Please note that when we speak of "reflectors", we aren't talking about the entire fixture, just the part of the fixture that reflects light and nothing more. Some fixtures have large reflectors, some have none, most have something of a reflector. In all cases, these reflectors are useless for reflecting UV. They only reflect visible light.
The majority of our UV lamps for UV curing and horticulture are RUVA style, meaning they have a built in reflector which is more efficient than any standard material available. This means they only shine light in one direction, towards the item being cured/grown, and never behind the lamp. In most cases, this is adequate and you will not need any other reflective material. This is one of the advantages of using Solacure lamps: they are simpler to work with and save you time and money because you just install them and go. There are some applications where reflective material WILL help you. These are situations like guitars or pool cues, where you are exposing four sides of an item at the same time. Adding simple reflective material in those situations can bump up the UV around 10% or so. Not dramatic, but not trivial either.
If you must use a reflective material, the absolute best is also the absolute cheapest: aluminum foil. The shiny side is obviously best, and it is best if you crinkle it up just a bit when installing, so the reflections are in multiple directions, and you aren't creating hot spots. In your UV rig, this can be done by spraying a thin coat of spray glue (3M makes a really good one that I've also used for recovering pool tables) on the backing, then press the aluminum onto the glue. It doesn't need to be perfect. For bigger rigs like those used on violins and guitars, you need to use it on the top and bottom, so the butt end and headstock will get UV as well.

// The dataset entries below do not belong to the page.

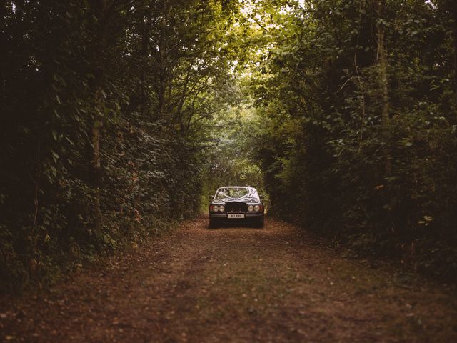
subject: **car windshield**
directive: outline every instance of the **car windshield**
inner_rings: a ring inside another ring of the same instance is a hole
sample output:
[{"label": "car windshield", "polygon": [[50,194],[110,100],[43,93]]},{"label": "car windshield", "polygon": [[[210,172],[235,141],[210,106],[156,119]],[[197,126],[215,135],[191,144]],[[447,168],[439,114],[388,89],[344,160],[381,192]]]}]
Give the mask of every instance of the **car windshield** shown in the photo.
[{"label": "car windshield", "polygon": [[221,187],[216,192],[214,195],[215,201],[239,198],[258,200],[258,194],[256,189],[252,187]]}]

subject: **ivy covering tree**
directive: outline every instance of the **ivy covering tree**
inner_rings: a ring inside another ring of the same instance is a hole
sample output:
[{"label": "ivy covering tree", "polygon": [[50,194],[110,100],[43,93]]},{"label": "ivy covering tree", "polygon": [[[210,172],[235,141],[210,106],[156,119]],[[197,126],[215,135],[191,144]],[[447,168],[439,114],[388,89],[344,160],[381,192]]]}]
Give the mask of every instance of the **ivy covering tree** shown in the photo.
[{"label": "ivy covering tree", "polygon": [[201,124],[229,97],[231,13],[188,0],[2,3],[4,288],[199,213]]},{"label": "ivy covering tree", "polygon": [[[286,10],[287,9],[287,10]],[[457,273],[457,53],[451,1],[264,9],[252,84],[275,214],[411,268]]]}]

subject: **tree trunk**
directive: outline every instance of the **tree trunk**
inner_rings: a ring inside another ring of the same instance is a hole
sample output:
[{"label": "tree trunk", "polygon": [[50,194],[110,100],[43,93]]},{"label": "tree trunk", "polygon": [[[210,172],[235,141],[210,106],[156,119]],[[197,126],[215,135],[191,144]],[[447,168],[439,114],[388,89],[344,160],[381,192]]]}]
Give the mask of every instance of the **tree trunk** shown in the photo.
[{"label": "tree trunk", "polygon": [[103,125],[103,96],[104,63],[105,56],[105,18],[106,11],[106,0],[99,0],[95,4],[94,11],[97,19],[95,26],[96,36],[93,45],[94,75],[94,115],[91,140],[92,146],[90,177],[94,190],[92,207],[92,224],[94,230],[99,233],[101,229],[101,210],[100,207],[100,189],[101,187],[101,162],[100,160],[100,136]]},{"label": "tree trunk", "polygon": [[378,54],[377,60],[379,72],[379,85],[381,91],[382,112],[381,124],[383,129],[383,138],[384,143],[384,163],[385,172],[387,175],[392,171],[391,150],[390,150],[390,102],[388,96],[388,73],[387,70],[387,51],[385,44],[384,27],[381,19],[386,6],[385,0],[375,0],[375,9],[378,19],[376,24],[376,36],[378,36]]},{"label": "tree trunk", "polygon": [[449,10],[453,23],[453,67],[454,67],[454,111],[457,112],[457,4],[453,4],[453,1],[449,1]]}]

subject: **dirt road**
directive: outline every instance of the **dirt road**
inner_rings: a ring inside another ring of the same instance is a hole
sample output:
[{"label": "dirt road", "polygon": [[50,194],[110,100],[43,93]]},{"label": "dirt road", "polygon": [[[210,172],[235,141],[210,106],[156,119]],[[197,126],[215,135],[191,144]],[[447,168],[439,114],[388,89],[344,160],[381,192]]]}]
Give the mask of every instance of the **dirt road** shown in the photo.
[{"label": "dirt road", "polygon": [[457,300],[269,219],[206,219],[34,299],[4,298],[6,342],[457,342]]}]

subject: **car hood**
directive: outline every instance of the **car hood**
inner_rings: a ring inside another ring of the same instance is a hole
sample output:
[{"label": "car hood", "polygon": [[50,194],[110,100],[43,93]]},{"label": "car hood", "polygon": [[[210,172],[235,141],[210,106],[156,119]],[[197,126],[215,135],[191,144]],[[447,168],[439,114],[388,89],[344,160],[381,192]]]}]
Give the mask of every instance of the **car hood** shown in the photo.
[{"label": "car hood", "polygon": [[220,202],[224,202],[226,204],[228,204],[229,202],[244,202],[244,203],[248,203],[248,202],[261,202],[259,199],[253,199],[253,198],[233,198],[231,199],[225,199],[225,200],[220,200],[219,202],[216,202],[218,203]]}]

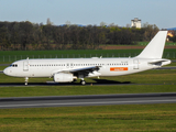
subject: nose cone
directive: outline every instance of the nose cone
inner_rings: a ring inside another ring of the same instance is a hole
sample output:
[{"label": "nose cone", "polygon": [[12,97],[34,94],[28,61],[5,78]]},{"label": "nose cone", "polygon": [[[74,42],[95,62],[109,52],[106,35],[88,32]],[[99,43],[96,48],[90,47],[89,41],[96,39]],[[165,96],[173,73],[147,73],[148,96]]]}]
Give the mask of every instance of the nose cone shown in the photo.
[{"label": "nose cone", "polygon": [[3,69],[3,74],[8,75],[8,68]]}]

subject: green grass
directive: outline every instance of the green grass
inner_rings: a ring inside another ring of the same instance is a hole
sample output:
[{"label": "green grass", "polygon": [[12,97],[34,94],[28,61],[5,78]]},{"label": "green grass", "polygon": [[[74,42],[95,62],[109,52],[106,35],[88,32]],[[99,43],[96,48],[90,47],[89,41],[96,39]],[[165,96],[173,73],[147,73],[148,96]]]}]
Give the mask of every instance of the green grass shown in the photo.
[{"label": "green grass", "polygon": [[[138,45],[147,45],[150,42],[139,42]],[[173,42],[166,42],[167,46],[176,46],[176,43]]]},{"label": "green grass", "polygon": [[0,109],[0,131],[176,131],[176,103]]}]

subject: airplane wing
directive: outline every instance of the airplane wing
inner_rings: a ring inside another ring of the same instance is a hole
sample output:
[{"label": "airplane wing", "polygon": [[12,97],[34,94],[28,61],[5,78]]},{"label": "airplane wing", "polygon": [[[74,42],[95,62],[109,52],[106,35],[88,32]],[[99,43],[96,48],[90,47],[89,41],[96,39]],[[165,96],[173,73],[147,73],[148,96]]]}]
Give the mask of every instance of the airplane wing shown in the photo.
[{"label": "airplane wing", "polygon": [[85,68],[77,68],[77,69],[70,69],[70,70],[61,70],[59,73],[66,73],[66,74],[81,74],[84,76],[99,76],[100,74],[97,73],[101,66],[91,66],[91,67],[85,67]]},{"label": "airplane wing", "polygon": [[158,66],[163,66],[164,65],[164,63],[170,63],[170,61],[169,59],[157,59],[157,61],[153,61],[153,62],[148,62],[148,64],[152,64],[152,65],[158,65]]}]

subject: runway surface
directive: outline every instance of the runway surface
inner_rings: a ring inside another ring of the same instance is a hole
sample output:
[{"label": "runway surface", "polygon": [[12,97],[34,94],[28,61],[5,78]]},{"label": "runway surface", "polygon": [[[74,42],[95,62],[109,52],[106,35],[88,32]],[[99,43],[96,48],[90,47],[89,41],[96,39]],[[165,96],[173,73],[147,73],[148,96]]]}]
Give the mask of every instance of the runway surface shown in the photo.
[{"label": "runway surface", "polygon": [[176,103],[176,92],[0,98],[0,109]]}]

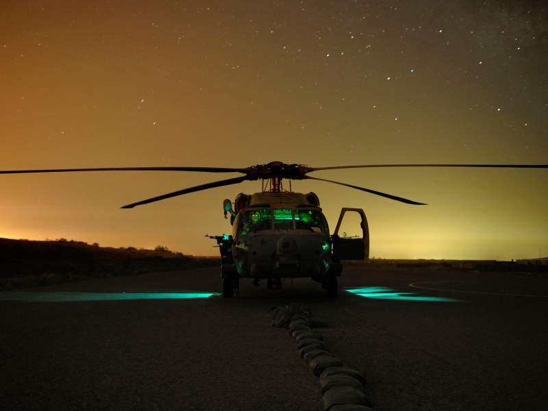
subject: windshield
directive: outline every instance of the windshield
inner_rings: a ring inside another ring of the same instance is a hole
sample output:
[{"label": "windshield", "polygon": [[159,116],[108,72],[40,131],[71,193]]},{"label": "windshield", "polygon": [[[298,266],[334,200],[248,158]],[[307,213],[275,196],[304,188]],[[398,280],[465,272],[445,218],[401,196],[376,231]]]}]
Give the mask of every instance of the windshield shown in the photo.
[{"label": "windshield", "polygon": [[311,229],[326,234],[329,231],[327,222],[319,210],[296,210],[295,227],[297,229]]},{"label": "windshield", "polygon": [[243,213],[238,224],[242,235],[249,232],[271,229],[272,225],[270,210],[249,210]]},{"label": "windshield", "polygon": [[247,210],[236,218],[240,235],[261,230],[306,229],[329,234],[325,218],[319,210],[291,208]]}]

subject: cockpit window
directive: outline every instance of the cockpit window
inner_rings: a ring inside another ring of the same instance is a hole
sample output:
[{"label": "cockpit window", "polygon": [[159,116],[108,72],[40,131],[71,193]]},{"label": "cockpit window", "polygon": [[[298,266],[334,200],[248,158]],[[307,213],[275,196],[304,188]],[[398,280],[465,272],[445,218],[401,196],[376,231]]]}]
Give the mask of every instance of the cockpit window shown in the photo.
[{"label": "cockpit window", "polygon": [[295,229],[329,234],[327,223],[321,211],[310,209],[247,210],[236,217],[234,227],[237,233],[242,236],[261,230]]},{"label": "cockpit window", "polygon": [[295,227],[297,229],[310,229],[316,232],[329,234],[327,223],[319,210],[296,210]]},{"label": "cockpit window", "polygon": [[244,212],[239,221],[239,231],[242,235],[249,232],[271,229],[270,210],[249,210]]},{"label": "cockpit window", "polygon": [[277,208],[274,213],[274,229],[293,229],[293,211],[289,208]]}]

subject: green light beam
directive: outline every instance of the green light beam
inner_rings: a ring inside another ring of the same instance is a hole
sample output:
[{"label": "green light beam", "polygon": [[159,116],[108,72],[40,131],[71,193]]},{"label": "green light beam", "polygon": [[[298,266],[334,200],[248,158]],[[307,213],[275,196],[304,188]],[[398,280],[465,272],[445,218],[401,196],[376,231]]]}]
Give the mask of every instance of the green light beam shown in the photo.
[{"label": "green light beam", "polygon": [[188,299],[208,298],[221,295],[220,292],[0,292],[0,301],[26,302],[71,302],[71,301],[105,301],[142,299]]},{"label": "green light beam", "polygon": [[414,301],[444,301],[444,302],[462,302],[462,300],[444,297],[425,297],[419,295],[415,292],[401,292],[393,288],[386,287],[364,287],[360,288],[349,288],[346,290],[349,292],[375,299],[393,299],[407,300]]}]

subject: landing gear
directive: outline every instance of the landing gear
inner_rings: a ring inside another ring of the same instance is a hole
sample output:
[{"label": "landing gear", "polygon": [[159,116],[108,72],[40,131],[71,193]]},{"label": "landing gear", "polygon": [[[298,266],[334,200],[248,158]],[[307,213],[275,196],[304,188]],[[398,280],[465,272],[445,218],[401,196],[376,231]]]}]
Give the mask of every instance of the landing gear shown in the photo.
[{"label": "landing gear", "polygon": [[269,278],[266,280],[266,288],[269,290],[272,290],[273,286],[276,286],[276,290],[282,289],[282,279],[281,278]]},{"label": "landing gear", "polygon": [[337,277],[328,277],[325,280],[325,293],[329,298],[335,298],[338,294],[338,285]]},{"label": "landing gear", "polygon": [[223,277],[223,297],[232,298],[234,296],[234,291],[238,293],[240,288],[240,279],[234,265],[223,264],[221,276]]}]

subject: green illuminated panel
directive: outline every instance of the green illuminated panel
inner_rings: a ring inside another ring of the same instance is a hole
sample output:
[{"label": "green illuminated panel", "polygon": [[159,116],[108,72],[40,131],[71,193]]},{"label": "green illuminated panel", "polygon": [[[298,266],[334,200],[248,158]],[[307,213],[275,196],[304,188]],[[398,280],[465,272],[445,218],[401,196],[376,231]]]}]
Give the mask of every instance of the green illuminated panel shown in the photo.
[{"label": "green illuminated panel", "polygon": [[0,301],[28,302],[101,301],[208,298],[219,292],[0,292]]},{"label": "green illuminated panel", "polygon": [[415,292],[400,292],[393,288],[386,287],[364,287],[346,290],[349,292],[360,297],[375,299],[408,300],[413,301],[453,301],[462,302],[462,300],[443,297],[425,297]]}]

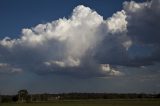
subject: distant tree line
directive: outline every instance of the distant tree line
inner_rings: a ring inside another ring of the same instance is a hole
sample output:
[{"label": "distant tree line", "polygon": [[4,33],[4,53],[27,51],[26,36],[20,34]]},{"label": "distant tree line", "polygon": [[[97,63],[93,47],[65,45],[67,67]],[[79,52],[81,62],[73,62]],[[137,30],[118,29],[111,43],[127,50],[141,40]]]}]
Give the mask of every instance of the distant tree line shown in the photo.
[{"label": "distant tree line", "polygon": [[17,95],[0,95],[0,102],[47,102],[57,100],[78,99],[143,99],[160,98],[159,94],[145,93],[61,93],[61,94],[29,94],[27,90],[18,91]]}]

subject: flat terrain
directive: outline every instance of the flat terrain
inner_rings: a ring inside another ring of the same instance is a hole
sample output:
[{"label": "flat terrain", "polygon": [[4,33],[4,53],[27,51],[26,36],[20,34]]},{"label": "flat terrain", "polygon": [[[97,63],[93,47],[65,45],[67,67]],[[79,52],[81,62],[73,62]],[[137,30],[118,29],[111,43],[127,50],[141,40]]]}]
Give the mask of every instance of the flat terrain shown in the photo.
[{"label": "flat terrain", "polygon": [[160,106],[160,99],[59,100],[38,103],[3,103],[0,106]]}]

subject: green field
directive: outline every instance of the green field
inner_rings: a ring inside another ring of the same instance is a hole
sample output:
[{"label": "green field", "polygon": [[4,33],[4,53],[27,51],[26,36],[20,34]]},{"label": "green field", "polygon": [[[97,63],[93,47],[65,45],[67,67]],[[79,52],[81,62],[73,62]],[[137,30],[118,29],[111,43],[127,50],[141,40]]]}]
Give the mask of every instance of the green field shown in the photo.
[{"label": "green field", "polygon": [[0,106],[160,106],[159,99],[65,100],[38,103],[3,103]]}]

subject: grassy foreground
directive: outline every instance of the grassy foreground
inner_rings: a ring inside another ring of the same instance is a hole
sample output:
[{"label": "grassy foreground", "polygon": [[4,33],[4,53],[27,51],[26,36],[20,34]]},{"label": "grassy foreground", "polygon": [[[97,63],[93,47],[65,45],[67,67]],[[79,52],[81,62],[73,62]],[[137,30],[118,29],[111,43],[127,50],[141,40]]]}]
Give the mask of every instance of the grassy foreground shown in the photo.
[{"label": "grassy foreground", "polygon": [[0,106],[160,106],[160,99],[60,100],[38,103],[4,103]]}]

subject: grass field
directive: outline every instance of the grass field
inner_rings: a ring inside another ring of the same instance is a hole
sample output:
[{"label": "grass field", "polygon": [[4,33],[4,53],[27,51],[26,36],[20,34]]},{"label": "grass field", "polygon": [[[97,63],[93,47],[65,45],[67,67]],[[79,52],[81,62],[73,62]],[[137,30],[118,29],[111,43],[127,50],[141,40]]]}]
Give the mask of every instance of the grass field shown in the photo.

Photo courtesy of Kmashaye5220 @ Wikipedia Commons
As you can see in this example, it breaks light up nicely, plus you can clean it with Windex or any glass cleaner. Again, the lamps won't create any light behind them, this is only to catch light from lamps across the item. You can get creative with this, mounting on cardboard for the upper and lower sections, plus you can easily patch or repair this. Most importantly, aluminum is about 50% efficient in reflecting UV, which doesn't sound like much but most paints (like the paints used on generic light fixture reflectors) are less than 5% efficient, so this is miles better than any other off the shelf product. And it is dirt cheap, which is also nice.